What are the causes of bed wetting?

This depends on whether bed-wetting is isolated (“monosymptomatic enuresis”), i.e. the child has a normal voiding pattern and is dry in the day; or whether it is part of a day-time and night-time problem. Isolated bed-wetting involves an imbalance between bladder volume and urine production at night, compounded by high arousal thresholds. The child often wets the bed in the early hours of the morning… and sleeps through it. Combined day-time symptoms (frequent accidents, going to the toilet very frequently, last-minute dashes to the toilet, inability to control the bladder) and bed-wetting are a result of “dysfunctional voiding” also known as “bladder overactivity”, whereby the bladder muscle contracts erratically and is difficult to control. The child often wets the bed soon after falling asleep, and sometimes more than once a night.

Could childhood incontinence run in families?

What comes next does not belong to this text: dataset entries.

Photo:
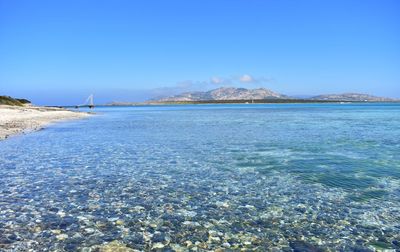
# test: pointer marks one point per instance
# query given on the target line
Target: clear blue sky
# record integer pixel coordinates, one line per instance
(58, 52)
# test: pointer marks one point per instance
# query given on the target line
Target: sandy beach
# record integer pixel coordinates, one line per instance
(16, 120)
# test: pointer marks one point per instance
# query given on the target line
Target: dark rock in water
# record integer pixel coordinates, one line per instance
(5, 240)
(133, 239)
(301, 246)
(66, 221)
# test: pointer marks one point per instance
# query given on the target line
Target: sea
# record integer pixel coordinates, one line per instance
(250, 177)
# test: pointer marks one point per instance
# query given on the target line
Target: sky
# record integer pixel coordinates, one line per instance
(60, 52)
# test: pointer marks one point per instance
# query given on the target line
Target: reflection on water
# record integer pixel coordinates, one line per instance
(285, 177)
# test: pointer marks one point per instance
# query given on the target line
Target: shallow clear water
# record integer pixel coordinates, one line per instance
(289, 177)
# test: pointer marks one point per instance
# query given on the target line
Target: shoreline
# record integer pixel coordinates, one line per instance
(15, 120)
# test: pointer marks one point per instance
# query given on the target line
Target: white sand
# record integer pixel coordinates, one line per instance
(16, 120)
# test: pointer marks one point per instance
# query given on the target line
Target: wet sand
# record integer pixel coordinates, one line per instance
(16, 120)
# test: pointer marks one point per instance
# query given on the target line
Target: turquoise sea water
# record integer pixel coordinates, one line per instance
(291, 177)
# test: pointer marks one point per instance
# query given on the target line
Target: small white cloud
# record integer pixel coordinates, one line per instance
(246, 79)
(216, 80)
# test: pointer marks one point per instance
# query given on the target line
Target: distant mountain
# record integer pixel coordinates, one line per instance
(7, 100)
(351, 97)
(224, 93)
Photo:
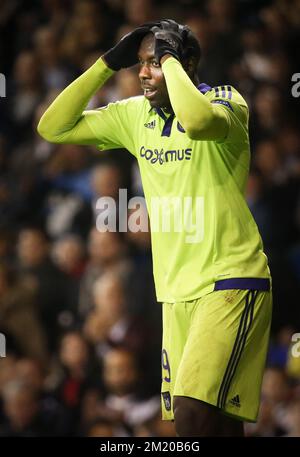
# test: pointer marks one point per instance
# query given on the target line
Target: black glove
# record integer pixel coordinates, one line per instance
(169, 38)
(124, 53)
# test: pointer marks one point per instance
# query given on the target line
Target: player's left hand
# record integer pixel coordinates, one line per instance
(169, 38)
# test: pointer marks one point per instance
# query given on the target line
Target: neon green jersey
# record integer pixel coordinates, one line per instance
(202, 230)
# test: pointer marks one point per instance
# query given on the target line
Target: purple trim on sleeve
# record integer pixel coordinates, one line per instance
(168, 126)
(203, 87)
(243, 284)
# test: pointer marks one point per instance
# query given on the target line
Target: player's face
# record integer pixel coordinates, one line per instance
(151, 76)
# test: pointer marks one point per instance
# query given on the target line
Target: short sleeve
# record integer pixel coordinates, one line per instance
(236, 110)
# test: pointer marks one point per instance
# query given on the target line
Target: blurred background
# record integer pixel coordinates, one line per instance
(77, 306)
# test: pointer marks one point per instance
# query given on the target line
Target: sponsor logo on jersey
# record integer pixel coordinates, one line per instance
(160, 155)
(167, 400)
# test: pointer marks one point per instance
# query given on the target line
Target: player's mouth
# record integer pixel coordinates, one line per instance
(149, 92)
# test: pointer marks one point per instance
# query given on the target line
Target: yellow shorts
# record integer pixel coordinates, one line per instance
(214, 350)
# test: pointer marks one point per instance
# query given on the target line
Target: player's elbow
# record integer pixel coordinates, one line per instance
(196, 129)
(47, 133)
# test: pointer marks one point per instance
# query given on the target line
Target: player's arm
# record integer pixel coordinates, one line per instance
(66, 120)
(200, 119)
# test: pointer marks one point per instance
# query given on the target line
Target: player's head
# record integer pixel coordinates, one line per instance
(151, 75)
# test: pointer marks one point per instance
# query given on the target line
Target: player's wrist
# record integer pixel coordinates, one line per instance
(165, 57)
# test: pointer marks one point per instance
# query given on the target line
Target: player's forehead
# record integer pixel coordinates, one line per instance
(146, 50)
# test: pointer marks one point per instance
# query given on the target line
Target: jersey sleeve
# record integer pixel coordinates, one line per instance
(113, 125)
(236, 110)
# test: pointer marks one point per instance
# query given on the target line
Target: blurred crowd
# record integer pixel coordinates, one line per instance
(77, 306)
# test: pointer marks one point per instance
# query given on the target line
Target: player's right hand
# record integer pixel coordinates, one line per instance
(124, 53)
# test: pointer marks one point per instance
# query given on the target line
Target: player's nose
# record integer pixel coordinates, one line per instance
(144, 72)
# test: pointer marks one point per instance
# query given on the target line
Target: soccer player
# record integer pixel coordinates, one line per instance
(191, 143)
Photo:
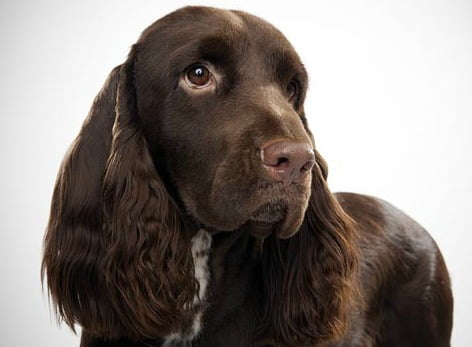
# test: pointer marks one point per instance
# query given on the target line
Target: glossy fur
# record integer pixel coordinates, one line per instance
(166, 230)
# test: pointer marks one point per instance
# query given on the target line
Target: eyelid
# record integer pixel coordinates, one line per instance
(213, 82)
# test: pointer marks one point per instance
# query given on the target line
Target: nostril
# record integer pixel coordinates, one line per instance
(281, 162)
(287, 161)
(308, 166)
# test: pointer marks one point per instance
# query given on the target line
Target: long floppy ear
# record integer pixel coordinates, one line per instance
(116, 255)
(310, 278)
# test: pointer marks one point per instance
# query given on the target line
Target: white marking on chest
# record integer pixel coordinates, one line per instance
(200, 248)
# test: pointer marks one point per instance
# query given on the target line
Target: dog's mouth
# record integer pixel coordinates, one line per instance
(267, 219)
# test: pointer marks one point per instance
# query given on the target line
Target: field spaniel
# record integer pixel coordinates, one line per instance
(193, 209)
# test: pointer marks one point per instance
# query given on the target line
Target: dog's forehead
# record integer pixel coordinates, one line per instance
(199, 23)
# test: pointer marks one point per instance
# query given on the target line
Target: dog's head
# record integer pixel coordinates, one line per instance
(202, 126)
(220, 103)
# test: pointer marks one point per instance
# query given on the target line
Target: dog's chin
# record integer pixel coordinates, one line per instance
(275, 217)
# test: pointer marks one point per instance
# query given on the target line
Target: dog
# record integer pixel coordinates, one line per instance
(193, 209)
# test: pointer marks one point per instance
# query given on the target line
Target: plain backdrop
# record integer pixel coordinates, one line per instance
(389, 104)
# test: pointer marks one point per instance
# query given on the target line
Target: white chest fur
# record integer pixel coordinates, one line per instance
(201, 244)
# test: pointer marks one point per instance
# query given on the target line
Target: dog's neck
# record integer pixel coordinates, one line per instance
(227, 267)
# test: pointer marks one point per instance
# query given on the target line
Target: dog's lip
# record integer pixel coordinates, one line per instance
(267, 218)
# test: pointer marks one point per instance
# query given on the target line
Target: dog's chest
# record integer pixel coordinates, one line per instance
(200, 248)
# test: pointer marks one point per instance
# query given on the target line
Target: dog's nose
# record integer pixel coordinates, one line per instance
(287, 161)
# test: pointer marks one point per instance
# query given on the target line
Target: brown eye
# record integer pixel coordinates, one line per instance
(198, 76)
(292, 90)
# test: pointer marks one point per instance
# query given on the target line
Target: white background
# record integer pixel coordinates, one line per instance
(390, 106)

Possibly! An on-going population study called The Avon Longitudinal Study of Parents and Children (ALSPAC) showed that in a cohort of 8,230 children, the prevalence of daytime urinary incontinence was 7.8%.  The odds ratio of a child with a maternal history of daytime incontinence, developing urinary incontinence, was 2.64 – and 5.47 if the father had suffered from daytime urinary incontinence.  The odds ratios were even greater in children with severe enuresis (night-time wetting) reaching 3.28 with a maternal history and 10.1 if the father had a history of childhood enuresis.

What is the treatment for bed wetting?

See to the basics first!

  1. Make sure your child is drinking enough

“Won’t that make them wet more?!”, I hear you cry in dismay! But the opposite is true – the more they drink, the more the bladder stabilises and gains capacity.  What they drink is equally important: water is best, but milk, fresh juice, and orange and lemon squash are also fine. Avoid sugary blackcurrant and dark-coloured drinks, and fizzy or caffeinated drinks (including Red Bull and Lucozade) as these irritate the bladder muscle. Good fluid intake allows the bladder to develop a larger capacity, helping to prevent bed wetting. Restricting drinking in children is counter-productive. Encourage drinking first thing in the morning, and through-out the school day, but stop drinks 1-2 hours before bed time. Food can also stimulate the kidneys so allow 1-2 hours between dinner and bed-time where possible.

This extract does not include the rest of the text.